The woman repeated her words, then let go of his hand and hobbled away.

* * *

She drew the shawl around her shoulders, even though she did not feel the cold, and left the church. She did not know the old man’s name, but she knew where he had come from. She had seen the ship go down.

She had seen many ships go down … for many years.

Following the path she had long trodden, she drifted through the colony, remembering the sound of voices raised in prayer, the aroma of fresh fish roasting in the pan, the warmth of a blazing fire.

How long had it been since she had heard anything but the baying of the wolves – her kindred spirits – or felt anything warmer than the touch of that old man’s dying hand?

But what more did she deserve? She was the harbinger of death, and the terrible mercy that had spared her own life – not once, but twice – was less forgiving to others.

“You are a special child,” the monk had told her. “God has a special destiny in mind for you.”

The night he told her that, he had given her the silver cross on a gilded chain. It was encrusted with emeralds, green as a cat’s eyes, and he had had its back inscribed with a message meant only for her. “Let this be our secret,” he had said, as he put one of his broad hands, the hands that had healed her younger brother, atop her head. It was as if a healing balm were pouring over her; her eyes had closed, and her breathing had slowed, and even her left foot, the one that was misshapen and gave her such constant trouble, stopped hurting.

“I give you this blessing,” he said, “to protect you from all evil.” And then he had chanted some words in a low voice. Not for the first time, she could smell the alcohol on his breath, and she knew there were people who said vile things about him. “Nothing may harm you now,” he said, and she had not doubted it. “If you believe in my power—”

“I do, Father, I do.”

“—then you must believe, too, in the power of this cross.”

Holding the lantern aloft, she passed beyond the stockade walls, down the hillside, and into the trees. Although she did not see them, she knew that the black wolves – spirits of the unquiet dead – were keeping company with her, moving stealthily through the woods. How long had it been before she learned that they did not grow in number, nor did they die? How long before she had realized that each mysterious creature harbored a soul, a soul as lost as her own, stranded somewhere between this world and the next? Or that their fate and hers were inextricably bound?

As she approached the graveyard, her companions held back, keeping to the trees and the shadows. Her fingertips grazed the wooden gateposts, tracing and retracing the words that she had once carved there. Forgive me, they said, over and over again, but who was there to do so?

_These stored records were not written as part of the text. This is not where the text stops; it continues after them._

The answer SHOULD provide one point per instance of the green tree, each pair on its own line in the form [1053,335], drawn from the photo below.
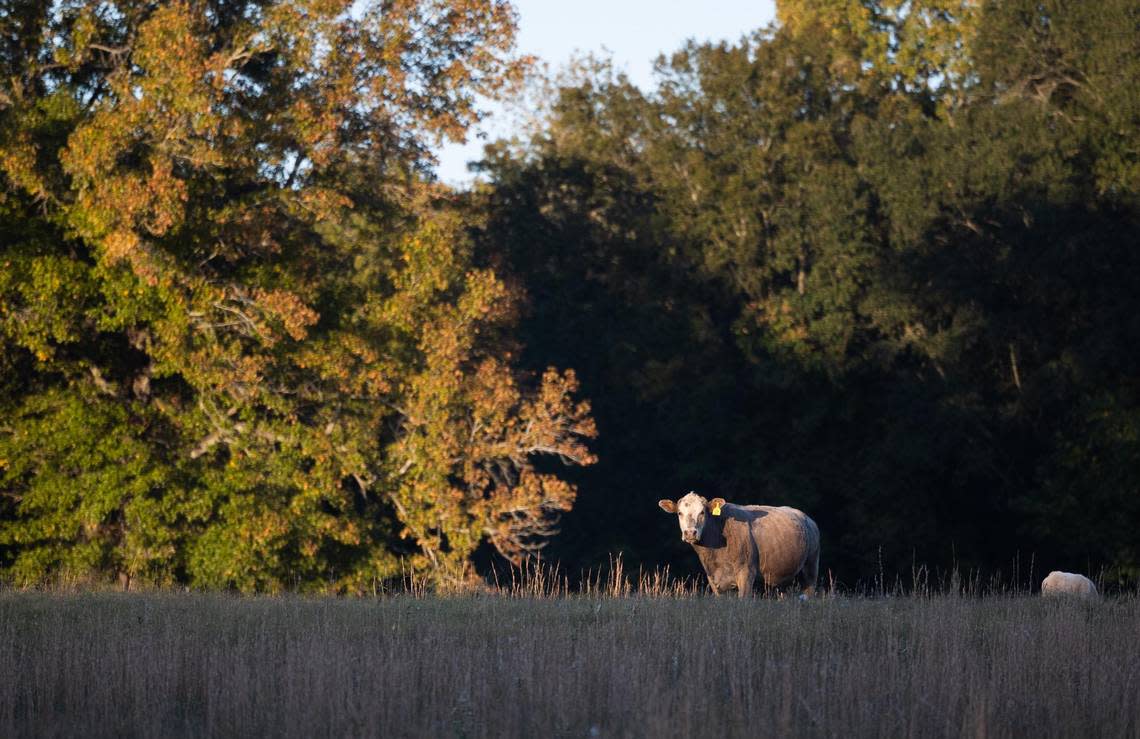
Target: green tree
[252,331]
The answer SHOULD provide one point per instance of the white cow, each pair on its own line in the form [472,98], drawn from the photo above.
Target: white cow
[1059,583]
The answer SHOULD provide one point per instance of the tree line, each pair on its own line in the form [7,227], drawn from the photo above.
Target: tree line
[876,260]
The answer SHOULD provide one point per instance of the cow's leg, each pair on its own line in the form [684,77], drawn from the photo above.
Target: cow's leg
[811,574]
[744,581]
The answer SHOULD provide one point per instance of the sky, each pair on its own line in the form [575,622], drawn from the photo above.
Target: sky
[632,32]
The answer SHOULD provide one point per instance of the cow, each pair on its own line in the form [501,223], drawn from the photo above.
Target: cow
[1058,583]
[735,543]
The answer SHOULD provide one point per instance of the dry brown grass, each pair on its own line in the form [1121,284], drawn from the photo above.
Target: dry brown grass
[163,664]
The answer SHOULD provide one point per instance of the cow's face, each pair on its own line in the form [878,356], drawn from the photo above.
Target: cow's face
[692,512]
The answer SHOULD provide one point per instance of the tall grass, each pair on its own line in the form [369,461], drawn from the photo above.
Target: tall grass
[539,664]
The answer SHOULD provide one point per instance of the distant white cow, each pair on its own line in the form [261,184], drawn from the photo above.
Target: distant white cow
[1059,583]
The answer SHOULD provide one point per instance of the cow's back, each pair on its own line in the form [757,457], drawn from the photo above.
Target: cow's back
[787,538]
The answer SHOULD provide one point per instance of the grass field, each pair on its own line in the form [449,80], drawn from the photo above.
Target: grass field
[164,664]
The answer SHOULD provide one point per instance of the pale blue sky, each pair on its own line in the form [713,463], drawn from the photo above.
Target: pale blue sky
[633,32]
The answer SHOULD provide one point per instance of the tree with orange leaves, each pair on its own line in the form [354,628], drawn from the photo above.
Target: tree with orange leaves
[244,346]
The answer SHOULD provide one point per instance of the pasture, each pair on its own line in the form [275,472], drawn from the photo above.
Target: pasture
[600,665]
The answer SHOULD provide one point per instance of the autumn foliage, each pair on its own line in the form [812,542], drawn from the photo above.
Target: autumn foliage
[245,343]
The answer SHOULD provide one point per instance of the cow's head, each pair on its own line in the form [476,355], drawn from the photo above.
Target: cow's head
[692,511]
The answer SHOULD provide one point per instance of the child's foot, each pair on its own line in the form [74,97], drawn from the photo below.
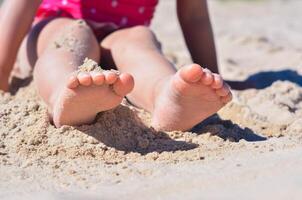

A strong wind was blowing a scrim of snow across the ground. She walked among the toppled headstones and petrified crosses but stopped when she came to the edge of the cemetery overlooking the sea. A piece of the earth had fallen away, like a rotted tooth pulled from a gum. Even now, if she could have burrowed into the ravaged ground and found her own place there, she would have done so. But as Rasputin had told her, a special destiny awaited her.

Nearly a century had passed, and in all that time she had never been entirely sure if those words had been his blessing, meant to give her strength against adversity, or a curse upon her own head, and the heads of all her family.

But whatever their intent, his words had served admirably as both.